POBRE CARCAMAL

Cuando abro la ventana, cierro los ojos y respiro. Es una respiración honda y pausada. Intento llenar mis pulmones, contener lo imbuido y, después, liberarlo lentamente. Todo ello, en la medida en que me lo permitan mis maltrechos y ajados pulmones. Es una forma de relajarme. El aire de la ciudad es ahora más limpio y al inspirarlo lo noto suave y liviano, antes de esto entraba embarrado y este ritual tenía un punto algo insano. Sobre el alfeizar, se posa a menudo un hermoso mirlo, canta y, al rato, se marcha. Nunca repara en mi presencia, pero yo le espero con ansia desmedida cada tarde hasta que, al fin, llega ese idílico momento en el que nuestras vidas convergen. Dura el encuentro apenas un segundo, pero ese instante mágico es lo mejor que me ofrece el día. Si salgo de esta, debería hacerme de un perro, aunque bastante tengo con cuidar de mí. Me he convertido en un viejo torpe y lento, excesivamente lento. A duras penas puedo levantarme y caminar y mis manos tiemblan como tierra colérica de lava.

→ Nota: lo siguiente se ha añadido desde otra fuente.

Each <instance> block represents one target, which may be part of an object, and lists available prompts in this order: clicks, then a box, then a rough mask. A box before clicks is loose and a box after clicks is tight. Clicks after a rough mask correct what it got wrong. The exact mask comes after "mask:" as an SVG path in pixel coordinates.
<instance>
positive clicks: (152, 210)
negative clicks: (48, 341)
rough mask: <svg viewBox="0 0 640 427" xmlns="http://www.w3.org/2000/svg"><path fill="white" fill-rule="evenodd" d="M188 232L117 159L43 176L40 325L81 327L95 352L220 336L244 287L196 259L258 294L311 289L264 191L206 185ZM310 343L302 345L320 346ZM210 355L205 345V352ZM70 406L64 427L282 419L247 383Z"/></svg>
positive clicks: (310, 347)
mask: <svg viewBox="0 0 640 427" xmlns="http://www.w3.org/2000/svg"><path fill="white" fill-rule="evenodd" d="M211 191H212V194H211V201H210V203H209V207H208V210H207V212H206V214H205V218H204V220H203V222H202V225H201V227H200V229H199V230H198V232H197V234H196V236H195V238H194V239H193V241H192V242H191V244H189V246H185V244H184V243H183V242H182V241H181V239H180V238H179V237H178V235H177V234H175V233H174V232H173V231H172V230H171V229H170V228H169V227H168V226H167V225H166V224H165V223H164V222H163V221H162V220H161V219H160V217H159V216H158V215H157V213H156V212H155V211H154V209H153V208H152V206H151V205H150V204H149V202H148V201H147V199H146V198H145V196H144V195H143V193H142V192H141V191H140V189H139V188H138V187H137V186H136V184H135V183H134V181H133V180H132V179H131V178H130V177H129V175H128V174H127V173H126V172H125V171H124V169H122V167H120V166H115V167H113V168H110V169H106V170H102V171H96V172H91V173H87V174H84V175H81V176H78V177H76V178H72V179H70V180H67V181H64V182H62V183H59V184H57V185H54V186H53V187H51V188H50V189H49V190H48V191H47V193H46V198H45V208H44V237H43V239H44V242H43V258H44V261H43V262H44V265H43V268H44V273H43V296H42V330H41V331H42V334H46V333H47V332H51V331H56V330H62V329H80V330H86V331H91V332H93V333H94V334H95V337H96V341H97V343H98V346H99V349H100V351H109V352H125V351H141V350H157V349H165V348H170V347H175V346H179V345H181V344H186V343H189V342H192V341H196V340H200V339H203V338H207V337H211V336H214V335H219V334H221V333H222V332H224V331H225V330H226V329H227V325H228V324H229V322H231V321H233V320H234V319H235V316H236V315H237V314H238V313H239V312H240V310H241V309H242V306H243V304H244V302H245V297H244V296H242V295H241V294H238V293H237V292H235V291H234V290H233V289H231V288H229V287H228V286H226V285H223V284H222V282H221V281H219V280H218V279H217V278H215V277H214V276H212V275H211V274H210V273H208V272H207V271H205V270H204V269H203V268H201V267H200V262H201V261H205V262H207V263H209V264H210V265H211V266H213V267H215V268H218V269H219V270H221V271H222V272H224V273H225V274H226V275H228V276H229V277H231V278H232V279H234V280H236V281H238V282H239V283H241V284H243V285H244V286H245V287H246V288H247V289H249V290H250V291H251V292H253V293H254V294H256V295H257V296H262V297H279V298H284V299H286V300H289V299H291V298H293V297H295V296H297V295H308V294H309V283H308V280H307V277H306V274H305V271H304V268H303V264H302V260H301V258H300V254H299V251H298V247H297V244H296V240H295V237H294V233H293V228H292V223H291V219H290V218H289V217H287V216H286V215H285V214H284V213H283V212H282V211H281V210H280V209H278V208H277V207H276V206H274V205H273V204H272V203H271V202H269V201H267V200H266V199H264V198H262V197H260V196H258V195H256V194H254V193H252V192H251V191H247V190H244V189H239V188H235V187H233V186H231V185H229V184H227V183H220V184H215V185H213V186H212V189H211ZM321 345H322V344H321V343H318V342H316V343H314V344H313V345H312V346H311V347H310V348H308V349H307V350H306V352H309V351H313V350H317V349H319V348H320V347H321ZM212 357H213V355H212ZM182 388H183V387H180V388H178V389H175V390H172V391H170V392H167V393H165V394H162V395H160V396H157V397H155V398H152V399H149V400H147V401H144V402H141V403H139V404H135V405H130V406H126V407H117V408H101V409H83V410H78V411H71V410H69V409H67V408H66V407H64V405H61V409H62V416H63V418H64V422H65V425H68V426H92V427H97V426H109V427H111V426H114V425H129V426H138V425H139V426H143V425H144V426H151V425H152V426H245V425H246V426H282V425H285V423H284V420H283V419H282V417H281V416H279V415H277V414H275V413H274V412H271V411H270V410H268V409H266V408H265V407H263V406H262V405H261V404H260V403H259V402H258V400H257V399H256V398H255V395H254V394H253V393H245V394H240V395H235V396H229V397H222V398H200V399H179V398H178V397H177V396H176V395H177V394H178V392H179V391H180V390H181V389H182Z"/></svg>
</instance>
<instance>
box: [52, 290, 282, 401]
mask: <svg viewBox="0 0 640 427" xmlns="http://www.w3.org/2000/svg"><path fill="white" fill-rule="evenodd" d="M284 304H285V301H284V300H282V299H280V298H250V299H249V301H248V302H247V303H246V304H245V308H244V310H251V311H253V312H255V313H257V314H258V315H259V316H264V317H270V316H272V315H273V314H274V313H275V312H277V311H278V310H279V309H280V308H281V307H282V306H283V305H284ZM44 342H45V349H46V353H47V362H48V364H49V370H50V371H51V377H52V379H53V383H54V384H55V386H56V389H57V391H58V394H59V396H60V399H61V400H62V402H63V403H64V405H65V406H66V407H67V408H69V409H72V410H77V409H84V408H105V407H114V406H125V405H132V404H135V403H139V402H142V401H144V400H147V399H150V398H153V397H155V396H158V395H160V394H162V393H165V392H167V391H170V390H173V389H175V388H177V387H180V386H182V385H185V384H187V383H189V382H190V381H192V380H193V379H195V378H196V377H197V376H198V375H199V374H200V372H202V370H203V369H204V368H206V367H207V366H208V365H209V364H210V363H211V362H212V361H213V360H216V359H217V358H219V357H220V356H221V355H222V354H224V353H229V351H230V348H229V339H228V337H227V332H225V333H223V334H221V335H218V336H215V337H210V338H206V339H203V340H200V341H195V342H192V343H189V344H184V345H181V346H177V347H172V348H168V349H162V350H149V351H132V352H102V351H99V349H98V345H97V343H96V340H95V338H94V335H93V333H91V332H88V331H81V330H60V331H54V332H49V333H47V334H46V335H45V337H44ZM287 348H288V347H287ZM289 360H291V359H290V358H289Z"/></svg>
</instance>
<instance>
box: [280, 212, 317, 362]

En unos meses debería cumplir los noventa. Ella, que en gloria esté, se marchó hace dos años, dejándome solo en este pequeño piso macilento y húmedo. No tuvimos hijos, así que no esperes la triste historia de un pobre carcamal al que sus desagradecidos vástagos abandonaron a su suerte. Además del mirlo, hay un chico de Cruz Roja que cada lunes me deja las viandas necesarias para poder malvivir otra semana, son los únicos seres vivos con los que tengo contacto desde que empezó el confinamiento; también están las macetas, las tres o cuatro plantas que sobrevivieron a la muerte de mi compañera, pero no soy yo unos de esos ancianos chiflados que habla con ellas como quien habla con sus nietos.
Te dije, creo que sí, que apenas puedo moverme, que tengo, entre otras mil enfermedades, artritis reumatoide, que soy un eterno recién atropellado, porque los dolores que padezco son agudos, intensos, inquisidores, inhumanos. De joven, bebí como un cosaco, fumo como un carretero, lo he hecho siempre, lo hice a escondidas de mi mujer desde que me lo prohibieron, lo sigo haciendo ahora.
El piso es muy pequeño, diminuto, y viejo, como el decrépito hombre que lo habita; se filtra la humedad por todas las paredes, es frío en invierno y en verano torna en horno crematorio. No tengo balcón. No puedo quejarme, pero las horas son largas y la soledad agita constantemente a mi conciencia. No me queda familia, no me quedan amigos. El ahora yermo campo que te pinto, antaño fue un campo repleto de colores, pero algunos se marcharon y casi todos murieron. No me queda nada. Después, huraño, huidizo y cascarrabias, me alejé voluntariamente de todos los que intentaron ayudarme.
Ahora pienso en ello. Llevo muchas horas tumbado y vencido sobre el gélido suelo del cuarto de baño. Anoche, al salir de la bañera, resbalé y caí. El choque de mi frente contra el borde del lavabo fue descomunal, violento y seco. Perdí por un momento la conciencia y al despertar, me encontré con la cara hundida en un charco de sangre, de mi propia sangre. No podía moverme. Lo intenté muchas veces, pero fue imposible. Mis brazos no respondían, mis piernas, tampoco. Intenté gritar, pero apenas un endeble susurro escapaba de mis labios. Impotente, dolorido y asustado, vi mi vida pasar como una película en blanco y negro: el horror de la guerra en mis ojos de niño, el hambre y la miseria que hallamos en sus huellas; y después, la fábrica, el sudor en la frente de siete a cinco y media, la enfermedad, la muerte cebándose, feroz, con los que más quería. Ahora soy yo quien siente su cálido aliento en el cuello.
He llorado durante el lento danzar de las horas de esta espantosa madrugada. Me muero. No consigo incorporarme, aún quedan cinco días para que el chico de Cruz Roja venga de nuevo a traerme la comida y el mirlo no va a echarme una mano. Este virus criminal también mata por encargo, el aislamiento y la indiferencia son sus sicarios. Tengo frío. ¡Estoy tan solo!. Debe estar amaneciendo.